The chapter that I have just finished working on is about the importance of balance between the body, mind, heart and spirit. In my experience there are few things more frighteningly dull than a person who has focused on one aspect of him/herself and and developed it to the exclusion of all else. There is something wrong with a person like that, we can feel it straight away. Although most of us are not in this category, many of us have areas where we favour, where our natural strengths lie – and other areas where we find things a tad more challenging, which might be a little neglected.
In my own life, I am naturally a person who gravitates toward the mind and the spirit. I love education, learning and intellectual pursuits, and have always been fascinated with spirituality and all things esoteric. For example, I decided at the age of 8 that this would be my last life here, thank you very much, and that in order to make that happen I was just going to have to reach enlightenment before I die. No problemo. I have always been a good student with an analytical and questioning mind. I preferred reading to a party any day (in fact, I still do). It wasn’t until I was in my mid-20s that I realised that I was neglecting my body and heart in favour of my spirit and mind, and that something needed to be done. As I have grown up, there have been certain keys which have unlocked doors that were inaccessible to me. Yoga was the first key – it connected me with my body while satisfying my need for spirit. Motherhood, deep friendships and a long term relationship spanning decades were (and are) very important for opening my heart, as is working with children. Here, I can combine my love of education with the heart enrichment that young children bring. It may be that the best way to convert a weakness into a strength is to combine the two.

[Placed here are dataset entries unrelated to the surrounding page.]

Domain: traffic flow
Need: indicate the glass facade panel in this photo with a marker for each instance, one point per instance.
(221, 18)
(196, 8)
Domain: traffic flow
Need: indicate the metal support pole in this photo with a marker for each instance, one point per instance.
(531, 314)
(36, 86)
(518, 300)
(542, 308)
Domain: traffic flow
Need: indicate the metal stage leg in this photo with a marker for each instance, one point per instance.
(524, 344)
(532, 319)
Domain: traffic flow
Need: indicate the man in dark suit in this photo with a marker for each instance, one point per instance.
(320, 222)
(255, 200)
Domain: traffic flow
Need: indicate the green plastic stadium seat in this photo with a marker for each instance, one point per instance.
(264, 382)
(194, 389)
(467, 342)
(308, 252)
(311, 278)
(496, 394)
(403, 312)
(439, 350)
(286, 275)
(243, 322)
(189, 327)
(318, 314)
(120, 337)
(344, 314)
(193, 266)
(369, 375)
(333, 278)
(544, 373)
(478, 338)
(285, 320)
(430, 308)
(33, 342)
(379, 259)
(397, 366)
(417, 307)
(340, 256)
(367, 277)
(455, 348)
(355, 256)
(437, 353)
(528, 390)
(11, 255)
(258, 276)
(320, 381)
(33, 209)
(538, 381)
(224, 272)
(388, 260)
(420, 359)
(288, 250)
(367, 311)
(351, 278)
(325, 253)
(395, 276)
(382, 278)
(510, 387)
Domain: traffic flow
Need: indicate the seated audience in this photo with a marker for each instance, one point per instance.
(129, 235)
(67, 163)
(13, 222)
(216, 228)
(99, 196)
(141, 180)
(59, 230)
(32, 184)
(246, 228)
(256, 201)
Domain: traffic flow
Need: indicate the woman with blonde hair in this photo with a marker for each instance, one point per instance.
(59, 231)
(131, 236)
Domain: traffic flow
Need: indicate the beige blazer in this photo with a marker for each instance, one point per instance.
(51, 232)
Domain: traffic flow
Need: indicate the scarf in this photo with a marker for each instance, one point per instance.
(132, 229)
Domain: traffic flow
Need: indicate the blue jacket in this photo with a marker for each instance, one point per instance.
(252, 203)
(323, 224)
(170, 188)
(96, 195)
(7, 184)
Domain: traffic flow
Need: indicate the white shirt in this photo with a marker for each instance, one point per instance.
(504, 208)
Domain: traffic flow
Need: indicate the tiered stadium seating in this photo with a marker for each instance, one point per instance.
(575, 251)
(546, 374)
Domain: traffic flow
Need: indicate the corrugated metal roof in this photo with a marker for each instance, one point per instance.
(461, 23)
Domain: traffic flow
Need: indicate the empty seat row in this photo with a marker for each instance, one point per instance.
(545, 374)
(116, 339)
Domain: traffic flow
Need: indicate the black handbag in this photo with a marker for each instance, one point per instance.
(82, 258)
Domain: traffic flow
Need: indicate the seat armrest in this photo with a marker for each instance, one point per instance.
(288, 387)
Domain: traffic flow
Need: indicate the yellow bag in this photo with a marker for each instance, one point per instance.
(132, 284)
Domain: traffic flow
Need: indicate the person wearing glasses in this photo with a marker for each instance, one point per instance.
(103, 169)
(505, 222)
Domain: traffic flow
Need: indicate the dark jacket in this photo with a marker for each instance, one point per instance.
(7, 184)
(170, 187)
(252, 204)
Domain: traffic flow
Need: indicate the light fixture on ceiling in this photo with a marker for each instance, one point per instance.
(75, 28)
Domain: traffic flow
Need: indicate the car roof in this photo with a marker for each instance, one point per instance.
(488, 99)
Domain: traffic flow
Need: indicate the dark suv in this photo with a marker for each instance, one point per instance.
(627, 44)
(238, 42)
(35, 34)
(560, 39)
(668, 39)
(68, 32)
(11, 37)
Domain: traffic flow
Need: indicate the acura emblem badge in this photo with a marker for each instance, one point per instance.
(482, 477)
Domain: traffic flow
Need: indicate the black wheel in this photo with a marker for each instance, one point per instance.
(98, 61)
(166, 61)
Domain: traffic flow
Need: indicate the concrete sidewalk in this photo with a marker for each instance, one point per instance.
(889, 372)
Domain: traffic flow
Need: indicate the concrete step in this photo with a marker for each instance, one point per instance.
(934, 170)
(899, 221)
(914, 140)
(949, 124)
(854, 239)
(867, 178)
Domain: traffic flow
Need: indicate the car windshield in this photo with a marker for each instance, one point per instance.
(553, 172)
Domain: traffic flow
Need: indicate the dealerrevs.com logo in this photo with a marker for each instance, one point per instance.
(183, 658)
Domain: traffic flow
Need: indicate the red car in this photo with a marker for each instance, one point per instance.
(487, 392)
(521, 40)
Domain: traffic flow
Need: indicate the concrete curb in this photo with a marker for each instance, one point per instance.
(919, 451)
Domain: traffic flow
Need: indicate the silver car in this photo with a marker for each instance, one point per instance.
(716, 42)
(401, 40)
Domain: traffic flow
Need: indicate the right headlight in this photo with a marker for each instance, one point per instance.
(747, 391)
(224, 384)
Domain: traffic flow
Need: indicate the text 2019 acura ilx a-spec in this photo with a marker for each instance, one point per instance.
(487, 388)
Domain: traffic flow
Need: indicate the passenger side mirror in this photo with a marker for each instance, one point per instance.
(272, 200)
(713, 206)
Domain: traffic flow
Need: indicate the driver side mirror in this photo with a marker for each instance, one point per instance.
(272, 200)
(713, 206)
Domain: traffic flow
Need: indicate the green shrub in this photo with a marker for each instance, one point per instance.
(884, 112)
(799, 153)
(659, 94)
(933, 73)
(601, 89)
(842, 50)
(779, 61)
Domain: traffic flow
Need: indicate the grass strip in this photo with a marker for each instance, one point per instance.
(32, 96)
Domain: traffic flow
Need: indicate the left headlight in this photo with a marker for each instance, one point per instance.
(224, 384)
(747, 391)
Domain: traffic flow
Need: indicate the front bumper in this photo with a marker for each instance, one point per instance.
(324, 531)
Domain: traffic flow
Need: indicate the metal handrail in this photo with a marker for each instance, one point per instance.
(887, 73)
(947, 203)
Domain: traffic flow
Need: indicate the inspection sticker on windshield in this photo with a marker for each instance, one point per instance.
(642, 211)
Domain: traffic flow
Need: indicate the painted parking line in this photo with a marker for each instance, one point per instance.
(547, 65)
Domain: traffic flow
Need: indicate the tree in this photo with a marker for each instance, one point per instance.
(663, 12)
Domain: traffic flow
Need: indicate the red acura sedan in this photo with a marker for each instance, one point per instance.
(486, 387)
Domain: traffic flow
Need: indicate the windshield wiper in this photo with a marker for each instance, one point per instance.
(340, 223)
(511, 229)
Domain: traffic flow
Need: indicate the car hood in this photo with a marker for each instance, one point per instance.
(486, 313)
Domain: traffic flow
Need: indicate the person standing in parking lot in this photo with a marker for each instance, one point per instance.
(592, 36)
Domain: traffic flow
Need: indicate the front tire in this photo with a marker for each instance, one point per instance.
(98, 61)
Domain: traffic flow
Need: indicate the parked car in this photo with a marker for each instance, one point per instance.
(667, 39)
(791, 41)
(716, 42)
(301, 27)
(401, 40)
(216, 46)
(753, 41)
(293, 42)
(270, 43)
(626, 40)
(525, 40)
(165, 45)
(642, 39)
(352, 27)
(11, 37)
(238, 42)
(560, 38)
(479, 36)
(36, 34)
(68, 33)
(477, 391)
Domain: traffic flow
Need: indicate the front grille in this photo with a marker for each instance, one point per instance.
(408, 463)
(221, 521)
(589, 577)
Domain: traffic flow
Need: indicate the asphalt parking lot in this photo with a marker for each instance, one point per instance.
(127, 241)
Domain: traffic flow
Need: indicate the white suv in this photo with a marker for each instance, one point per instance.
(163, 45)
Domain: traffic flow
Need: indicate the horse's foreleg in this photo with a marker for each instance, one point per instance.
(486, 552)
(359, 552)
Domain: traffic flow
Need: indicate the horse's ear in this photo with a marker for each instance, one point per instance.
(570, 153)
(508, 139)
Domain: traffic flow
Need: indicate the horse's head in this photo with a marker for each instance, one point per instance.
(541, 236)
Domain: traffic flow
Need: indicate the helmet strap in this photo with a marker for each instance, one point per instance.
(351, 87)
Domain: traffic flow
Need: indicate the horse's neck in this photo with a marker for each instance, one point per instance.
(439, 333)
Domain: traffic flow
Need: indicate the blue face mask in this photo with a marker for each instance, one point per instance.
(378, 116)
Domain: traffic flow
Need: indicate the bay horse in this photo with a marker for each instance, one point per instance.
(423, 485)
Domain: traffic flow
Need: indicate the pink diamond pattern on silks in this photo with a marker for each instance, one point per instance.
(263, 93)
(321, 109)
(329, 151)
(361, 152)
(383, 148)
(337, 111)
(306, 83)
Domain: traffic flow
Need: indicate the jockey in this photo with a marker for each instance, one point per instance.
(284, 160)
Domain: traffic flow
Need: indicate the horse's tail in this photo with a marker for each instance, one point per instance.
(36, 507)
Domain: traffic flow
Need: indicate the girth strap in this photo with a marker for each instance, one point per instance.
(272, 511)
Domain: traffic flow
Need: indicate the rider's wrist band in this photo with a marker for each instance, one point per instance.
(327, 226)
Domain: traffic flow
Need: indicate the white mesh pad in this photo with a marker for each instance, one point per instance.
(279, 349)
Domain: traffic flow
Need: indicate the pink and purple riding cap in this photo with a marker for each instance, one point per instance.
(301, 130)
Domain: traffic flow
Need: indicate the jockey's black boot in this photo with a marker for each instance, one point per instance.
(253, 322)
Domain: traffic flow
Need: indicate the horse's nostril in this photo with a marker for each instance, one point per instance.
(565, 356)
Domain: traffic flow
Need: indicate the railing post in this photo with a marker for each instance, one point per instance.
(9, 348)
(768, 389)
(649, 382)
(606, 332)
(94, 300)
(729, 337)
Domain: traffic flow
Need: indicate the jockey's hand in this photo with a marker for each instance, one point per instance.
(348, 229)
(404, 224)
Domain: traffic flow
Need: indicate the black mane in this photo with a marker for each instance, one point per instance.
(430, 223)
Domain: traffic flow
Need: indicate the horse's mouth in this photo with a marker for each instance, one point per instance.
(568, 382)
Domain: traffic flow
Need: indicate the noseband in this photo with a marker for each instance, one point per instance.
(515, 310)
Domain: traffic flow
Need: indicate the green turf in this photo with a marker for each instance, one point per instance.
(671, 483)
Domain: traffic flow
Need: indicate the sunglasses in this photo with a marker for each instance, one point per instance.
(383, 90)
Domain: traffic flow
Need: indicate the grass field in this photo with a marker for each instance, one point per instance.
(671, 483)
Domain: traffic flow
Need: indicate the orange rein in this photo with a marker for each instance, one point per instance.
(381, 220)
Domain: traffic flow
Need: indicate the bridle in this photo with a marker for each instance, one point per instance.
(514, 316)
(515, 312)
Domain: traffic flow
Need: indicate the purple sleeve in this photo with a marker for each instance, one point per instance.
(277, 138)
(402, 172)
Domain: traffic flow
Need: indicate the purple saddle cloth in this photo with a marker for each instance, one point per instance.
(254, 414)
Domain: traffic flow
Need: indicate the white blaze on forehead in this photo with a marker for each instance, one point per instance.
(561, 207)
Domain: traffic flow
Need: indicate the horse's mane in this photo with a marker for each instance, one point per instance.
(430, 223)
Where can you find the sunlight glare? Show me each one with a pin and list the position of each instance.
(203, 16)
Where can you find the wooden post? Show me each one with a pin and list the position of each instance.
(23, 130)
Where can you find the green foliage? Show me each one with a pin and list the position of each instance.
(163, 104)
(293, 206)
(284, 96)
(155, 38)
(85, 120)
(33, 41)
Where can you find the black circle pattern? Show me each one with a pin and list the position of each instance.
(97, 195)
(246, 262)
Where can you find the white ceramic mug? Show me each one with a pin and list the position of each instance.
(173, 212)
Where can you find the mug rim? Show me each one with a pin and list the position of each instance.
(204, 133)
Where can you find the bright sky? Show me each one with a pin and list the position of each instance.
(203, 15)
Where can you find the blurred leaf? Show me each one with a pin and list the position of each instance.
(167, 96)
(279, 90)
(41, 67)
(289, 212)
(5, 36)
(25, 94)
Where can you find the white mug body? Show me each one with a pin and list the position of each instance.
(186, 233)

We have been taught in our culture that our mind is uppermost – thus, Descarte’s philosophy: I think, therefore I am, and a mechanistic approach to things that are not machines, like nature, our bodies, our emotions and relationships. We tell ourselves that our mind is what separates us from the animals and it is our intelligence which makes us special, which may even be true. However, there are some problems with a mind-centred philosophy. A mind that is un-anchored in the body, disconnected from the heart and severed from spirit is a frightening thing. We call people like that psychopaths. There is more to life than reason or rationale, and not everything can be detected with the five senses or understood with the information that we have. The mind does not comprehend mystery, which is a limitation, especially on the spiritual path.
The same pathology can be seen in any kind of extreme imbalance. Think about a person whose heart is disconnected to their mind – they have a frightening lack of discernment, and will often find themselves in dangerous relationships or situations, repeating the same mistake over and over again. Or what about someone who is completely body-focused? They are vain, shallow and dull, constantly on diets, strict health regimes and obsessed with youth and how they look. And then there are the people who are consumed with the spiritual life. They are un-grounded, disconnected to their earthly experience and unable to participate in life.
In the way of the Practical Mystic, we bring all the parts of ourselves together, honouring each part and loving what each of them brings to us. No one part is more important than any other, although there are situations where one will be more useful than another. Each of us will have an area that we are naturally strong in, which is perfectly natural. It is good to be aware of your strengths, just as it is good to be aware of the areas that need more attention.
Which aspect of yourself is the strongest, and which tends to be a little neglected?